14.Return of Goods: a handling charge of 12.5% plus costs of transport will
be made on all Goods returned in good condition having been ordered in error
or in excess of requirement The minimum handling charge made will be E35.
In addition, where the Company regards the Goods as being special or not standard
stock items or quantities then a further handling charge will be made equal
to either
(a)the handling charge paid by the Company to its supplier; or
(b)the price at which the Company can sell the Goods elsewhere (after deducting
all reasonable storage, selling and administration expenses).
15.The Buyer shall have no right to reject any deliveries of Goods on the
grounds of variation of quantity from the Buyer's order where such variation
is not more than 10% or not less than 10% of the quantity of Goods ordered.
16.The Buyer shall not be entitled to withhold payment of any sums due to
the Company by reason of any disputed claim of the Buyer for defective Goods
or alleged breach of contract by the Company.
17.Without prejudice to any of its other rights the Company may without giving
notice to the Buyer terminate the contract or suspend further deliveries without
liability to the Buyer in the event of the Buyer failing to make payment for
any Goods when due or if the Buyer exceeds any credit limit specified by the
Company or if any distress execution or other legal process shall be levied
upon the Buyer or if the Buyer ceases or threatens to cease to carry on business
becomes insolvent or being a body corporate has passed a Resolution for voluntary
winding-up or is subject to a winding-up Order of the Court or has had a Receiver
appointed or the Company reasonably apprehends that any of the events mentioned
in this clause is about to occur in relation to the Buyer and notifies the
Buyer accordingly.
18.The Company may, in whole or in part, release, compound, compromise, waive
or postpone, in its absolute discretion, any liability owed to it or right
granted to it under the Contract by the Buyer without in any way prejudicing
or affecting its rights in respect of any other liability or right not so
released, compounded, compromised, waived or postponed.
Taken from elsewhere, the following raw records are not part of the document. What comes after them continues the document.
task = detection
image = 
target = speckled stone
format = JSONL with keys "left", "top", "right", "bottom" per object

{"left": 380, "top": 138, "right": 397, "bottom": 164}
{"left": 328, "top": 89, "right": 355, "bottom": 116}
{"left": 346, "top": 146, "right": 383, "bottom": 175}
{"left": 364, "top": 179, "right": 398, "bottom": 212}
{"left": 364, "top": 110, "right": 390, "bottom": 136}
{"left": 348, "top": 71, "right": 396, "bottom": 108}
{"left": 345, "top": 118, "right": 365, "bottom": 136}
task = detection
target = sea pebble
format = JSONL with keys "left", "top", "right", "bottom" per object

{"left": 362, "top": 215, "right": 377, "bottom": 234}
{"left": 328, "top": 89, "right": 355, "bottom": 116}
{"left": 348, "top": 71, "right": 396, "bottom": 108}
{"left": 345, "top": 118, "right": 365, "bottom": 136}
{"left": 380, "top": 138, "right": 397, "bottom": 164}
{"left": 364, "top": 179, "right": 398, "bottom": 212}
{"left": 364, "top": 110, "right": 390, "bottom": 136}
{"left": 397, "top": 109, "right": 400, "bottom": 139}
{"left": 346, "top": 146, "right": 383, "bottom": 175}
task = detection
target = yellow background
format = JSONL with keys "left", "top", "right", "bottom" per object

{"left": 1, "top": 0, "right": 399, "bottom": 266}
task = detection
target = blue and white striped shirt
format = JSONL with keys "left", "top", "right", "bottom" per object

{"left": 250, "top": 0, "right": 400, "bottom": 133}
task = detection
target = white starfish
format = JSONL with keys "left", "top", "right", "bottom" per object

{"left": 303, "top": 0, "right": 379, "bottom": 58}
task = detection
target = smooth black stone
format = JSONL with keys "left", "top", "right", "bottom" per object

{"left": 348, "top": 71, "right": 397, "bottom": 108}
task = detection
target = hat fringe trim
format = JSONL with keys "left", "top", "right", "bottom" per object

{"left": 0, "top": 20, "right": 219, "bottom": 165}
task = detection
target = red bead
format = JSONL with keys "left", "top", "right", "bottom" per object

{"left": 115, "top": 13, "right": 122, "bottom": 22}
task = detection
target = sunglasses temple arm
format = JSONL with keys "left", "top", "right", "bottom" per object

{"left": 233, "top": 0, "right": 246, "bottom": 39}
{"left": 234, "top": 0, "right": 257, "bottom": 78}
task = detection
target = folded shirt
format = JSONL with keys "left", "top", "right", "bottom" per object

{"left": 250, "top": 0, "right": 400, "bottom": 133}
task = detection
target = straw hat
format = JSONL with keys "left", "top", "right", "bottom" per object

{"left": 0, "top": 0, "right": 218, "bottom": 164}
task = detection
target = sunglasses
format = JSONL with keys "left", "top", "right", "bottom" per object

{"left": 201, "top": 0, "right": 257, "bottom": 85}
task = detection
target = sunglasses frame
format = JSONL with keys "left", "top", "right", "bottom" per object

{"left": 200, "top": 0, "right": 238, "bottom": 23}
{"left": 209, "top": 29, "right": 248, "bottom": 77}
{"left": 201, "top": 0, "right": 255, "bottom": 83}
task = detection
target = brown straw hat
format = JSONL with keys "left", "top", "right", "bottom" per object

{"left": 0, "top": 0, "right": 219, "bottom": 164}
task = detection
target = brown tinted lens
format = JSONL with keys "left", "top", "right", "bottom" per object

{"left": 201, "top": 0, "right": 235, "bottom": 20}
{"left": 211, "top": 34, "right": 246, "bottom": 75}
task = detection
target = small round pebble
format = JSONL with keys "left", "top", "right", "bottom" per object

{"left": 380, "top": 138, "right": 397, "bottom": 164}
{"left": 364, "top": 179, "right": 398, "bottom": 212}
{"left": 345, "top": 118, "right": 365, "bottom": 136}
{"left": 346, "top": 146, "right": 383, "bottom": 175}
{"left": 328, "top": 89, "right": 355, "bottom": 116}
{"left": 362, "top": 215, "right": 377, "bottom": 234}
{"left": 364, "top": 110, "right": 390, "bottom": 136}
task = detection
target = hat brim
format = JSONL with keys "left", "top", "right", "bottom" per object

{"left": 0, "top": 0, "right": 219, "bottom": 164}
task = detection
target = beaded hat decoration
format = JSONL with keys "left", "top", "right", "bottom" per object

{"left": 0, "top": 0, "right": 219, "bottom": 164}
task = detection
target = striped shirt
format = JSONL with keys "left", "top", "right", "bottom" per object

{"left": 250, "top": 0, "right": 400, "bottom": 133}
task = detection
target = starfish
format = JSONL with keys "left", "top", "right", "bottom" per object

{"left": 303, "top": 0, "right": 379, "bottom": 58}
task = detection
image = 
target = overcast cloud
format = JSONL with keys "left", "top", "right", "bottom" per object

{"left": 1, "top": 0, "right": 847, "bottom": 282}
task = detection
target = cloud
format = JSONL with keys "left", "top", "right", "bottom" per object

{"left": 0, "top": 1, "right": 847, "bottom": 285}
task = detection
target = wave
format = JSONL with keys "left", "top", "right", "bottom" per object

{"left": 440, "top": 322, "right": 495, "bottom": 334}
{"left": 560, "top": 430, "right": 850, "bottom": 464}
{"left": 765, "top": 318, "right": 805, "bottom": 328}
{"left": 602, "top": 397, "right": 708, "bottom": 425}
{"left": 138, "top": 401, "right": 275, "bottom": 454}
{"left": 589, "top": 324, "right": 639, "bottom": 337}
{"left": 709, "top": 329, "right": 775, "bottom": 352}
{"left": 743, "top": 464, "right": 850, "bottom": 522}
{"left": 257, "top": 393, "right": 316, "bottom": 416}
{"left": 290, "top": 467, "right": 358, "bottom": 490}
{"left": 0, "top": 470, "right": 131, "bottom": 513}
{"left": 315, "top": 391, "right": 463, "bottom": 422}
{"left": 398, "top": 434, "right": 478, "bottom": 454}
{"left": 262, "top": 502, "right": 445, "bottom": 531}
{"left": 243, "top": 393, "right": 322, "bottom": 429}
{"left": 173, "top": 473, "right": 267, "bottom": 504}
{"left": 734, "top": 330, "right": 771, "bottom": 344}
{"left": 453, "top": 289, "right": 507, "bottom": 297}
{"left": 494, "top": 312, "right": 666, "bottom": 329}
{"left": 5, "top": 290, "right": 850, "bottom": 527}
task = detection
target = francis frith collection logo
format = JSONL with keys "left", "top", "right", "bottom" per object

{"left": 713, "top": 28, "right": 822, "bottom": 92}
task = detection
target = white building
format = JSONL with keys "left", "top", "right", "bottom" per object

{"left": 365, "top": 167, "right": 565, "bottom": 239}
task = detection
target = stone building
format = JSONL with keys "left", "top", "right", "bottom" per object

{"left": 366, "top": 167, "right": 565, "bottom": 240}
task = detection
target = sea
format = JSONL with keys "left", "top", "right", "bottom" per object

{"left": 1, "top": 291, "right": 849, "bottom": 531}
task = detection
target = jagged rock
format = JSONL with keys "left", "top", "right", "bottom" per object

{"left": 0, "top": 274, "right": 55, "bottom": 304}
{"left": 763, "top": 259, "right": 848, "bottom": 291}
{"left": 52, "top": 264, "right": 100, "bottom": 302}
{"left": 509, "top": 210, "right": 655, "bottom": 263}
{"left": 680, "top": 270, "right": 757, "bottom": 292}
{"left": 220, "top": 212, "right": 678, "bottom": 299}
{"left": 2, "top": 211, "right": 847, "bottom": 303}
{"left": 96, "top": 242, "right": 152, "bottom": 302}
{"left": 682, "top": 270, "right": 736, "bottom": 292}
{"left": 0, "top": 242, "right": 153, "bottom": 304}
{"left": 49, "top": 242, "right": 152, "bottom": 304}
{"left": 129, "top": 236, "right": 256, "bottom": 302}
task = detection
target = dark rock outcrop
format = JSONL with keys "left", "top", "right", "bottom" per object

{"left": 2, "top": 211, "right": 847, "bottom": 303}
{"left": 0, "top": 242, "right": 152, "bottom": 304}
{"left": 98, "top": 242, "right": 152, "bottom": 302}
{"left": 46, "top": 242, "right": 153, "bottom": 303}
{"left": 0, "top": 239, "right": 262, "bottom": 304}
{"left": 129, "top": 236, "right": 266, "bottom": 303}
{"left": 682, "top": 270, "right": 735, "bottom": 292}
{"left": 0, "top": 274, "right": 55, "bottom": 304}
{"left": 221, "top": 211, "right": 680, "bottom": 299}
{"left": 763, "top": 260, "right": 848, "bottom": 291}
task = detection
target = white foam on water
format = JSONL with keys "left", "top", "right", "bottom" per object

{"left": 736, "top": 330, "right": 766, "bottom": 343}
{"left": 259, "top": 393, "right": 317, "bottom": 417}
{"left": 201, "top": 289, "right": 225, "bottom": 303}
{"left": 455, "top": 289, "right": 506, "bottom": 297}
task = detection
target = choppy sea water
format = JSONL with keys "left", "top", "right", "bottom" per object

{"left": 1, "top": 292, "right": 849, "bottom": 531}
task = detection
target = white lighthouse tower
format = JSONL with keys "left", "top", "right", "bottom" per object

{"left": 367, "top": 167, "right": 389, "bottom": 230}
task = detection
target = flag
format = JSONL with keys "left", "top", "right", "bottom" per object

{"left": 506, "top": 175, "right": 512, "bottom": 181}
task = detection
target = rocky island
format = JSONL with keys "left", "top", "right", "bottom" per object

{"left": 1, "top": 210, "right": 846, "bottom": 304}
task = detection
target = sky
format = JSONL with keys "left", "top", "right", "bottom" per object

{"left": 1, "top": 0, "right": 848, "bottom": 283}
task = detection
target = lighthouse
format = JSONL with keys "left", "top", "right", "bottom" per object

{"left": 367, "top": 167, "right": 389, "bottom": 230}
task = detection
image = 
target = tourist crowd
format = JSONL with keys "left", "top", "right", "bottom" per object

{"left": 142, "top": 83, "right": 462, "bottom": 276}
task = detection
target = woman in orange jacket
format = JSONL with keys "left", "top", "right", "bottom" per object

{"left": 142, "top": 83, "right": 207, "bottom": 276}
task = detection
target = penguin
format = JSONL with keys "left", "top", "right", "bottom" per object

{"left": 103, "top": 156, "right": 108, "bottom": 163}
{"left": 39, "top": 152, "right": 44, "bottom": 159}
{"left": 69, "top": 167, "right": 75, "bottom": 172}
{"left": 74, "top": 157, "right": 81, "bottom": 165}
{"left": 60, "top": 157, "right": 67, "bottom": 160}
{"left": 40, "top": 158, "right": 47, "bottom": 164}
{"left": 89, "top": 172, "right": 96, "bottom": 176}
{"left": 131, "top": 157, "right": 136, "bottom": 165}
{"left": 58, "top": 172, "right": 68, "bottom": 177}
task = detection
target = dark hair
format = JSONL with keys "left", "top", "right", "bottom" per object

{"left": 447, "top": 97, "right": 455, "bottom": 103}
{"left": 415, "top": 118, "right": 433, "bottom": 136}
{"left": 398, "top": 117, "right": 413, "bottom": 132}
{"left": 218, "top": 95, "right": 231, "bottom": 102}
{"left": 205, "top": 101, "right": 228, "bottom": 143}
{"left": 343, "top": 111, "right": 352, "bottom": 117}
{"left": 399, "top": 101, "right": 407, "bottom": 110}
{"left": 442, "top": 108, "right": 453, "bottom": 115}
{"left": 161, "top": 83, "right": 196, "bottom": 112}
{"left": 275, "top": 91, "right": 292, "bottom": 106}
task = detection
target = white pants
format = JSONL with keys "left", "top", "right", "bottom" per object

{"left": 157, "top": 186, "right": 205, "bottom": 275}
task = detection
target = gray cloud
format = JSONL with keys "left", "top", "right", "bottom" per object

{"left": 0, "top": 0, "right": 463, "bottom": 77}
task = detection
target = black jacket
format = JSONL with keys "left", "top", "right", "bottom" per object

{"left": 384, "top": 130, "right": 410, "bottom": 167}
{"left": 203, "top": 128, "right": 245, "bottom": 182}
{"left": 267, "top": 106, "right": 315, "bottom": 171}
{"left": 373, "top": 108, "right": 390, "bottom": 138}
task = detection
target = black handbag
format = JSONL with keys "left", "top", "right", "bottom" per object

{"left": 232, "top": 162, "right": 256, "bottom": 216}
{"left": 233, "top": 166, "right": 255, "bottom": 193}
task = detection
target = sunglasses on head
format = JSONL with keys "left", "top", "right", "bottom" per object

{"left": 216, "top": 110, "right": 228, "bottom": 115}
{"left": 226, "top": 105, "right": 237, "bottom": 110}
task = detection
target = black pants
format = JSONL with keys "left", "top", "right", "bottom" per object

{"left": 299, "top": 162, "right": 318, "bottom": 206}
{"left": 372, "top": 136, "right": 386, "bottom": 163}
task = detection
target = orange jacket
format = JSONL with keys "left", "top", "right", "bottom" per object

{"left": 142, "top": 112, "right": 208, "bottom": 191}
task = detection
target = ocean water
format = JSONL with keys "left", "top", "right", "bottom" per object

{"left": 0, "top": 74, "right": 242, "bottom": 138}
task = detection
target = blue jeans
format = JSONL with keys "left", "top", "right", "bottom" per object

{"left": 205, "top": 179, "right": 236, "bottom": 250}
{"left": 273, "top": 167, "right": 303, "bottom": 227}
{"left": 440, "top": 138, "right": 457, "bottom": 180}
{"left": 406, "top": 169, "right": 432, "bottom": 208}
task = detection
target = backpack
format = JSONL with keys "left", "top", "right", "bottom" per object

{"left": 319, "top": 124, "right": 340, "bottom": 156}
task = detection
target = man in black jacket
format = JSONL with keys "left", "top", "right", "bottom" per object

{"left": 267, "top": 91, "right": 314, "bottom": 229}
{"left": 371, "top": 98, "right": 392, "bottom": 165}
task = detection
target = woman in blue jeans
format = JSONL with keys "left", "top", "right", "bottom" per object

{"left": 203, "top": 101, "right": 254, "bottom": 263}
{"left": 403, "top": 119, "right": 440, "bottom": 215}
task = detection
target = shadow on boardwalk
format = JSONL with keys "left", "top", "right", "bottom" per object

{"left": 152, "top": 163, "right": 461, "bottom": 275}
19.No single or partial exercise or failure or delay in exercising any right,
power or remedy by either party shall constitute a waiver by that party of,
or impair or preclude any further exercise of that or any right, power or
remedy arising under the Contract or otherwise.
20.To the extent that any provision of these Conditions is found by any court
or competent authority to be invalid, unlawful or enforceable in any jurisdiction,
that provision shall be deemed not to be a part of these Conditions, it shall
not affect the enforceability of the remainder of these Conditions nor shall
it affect the validity, lawfulness or enforceability of that provision in
any other jurisdiction.
21.The contract between the Company and the Buyer shall be deemed to have
been made in England and shall be governed in all respects by English law.
The Buyer shall submit to the jurisdiction of the English Courts.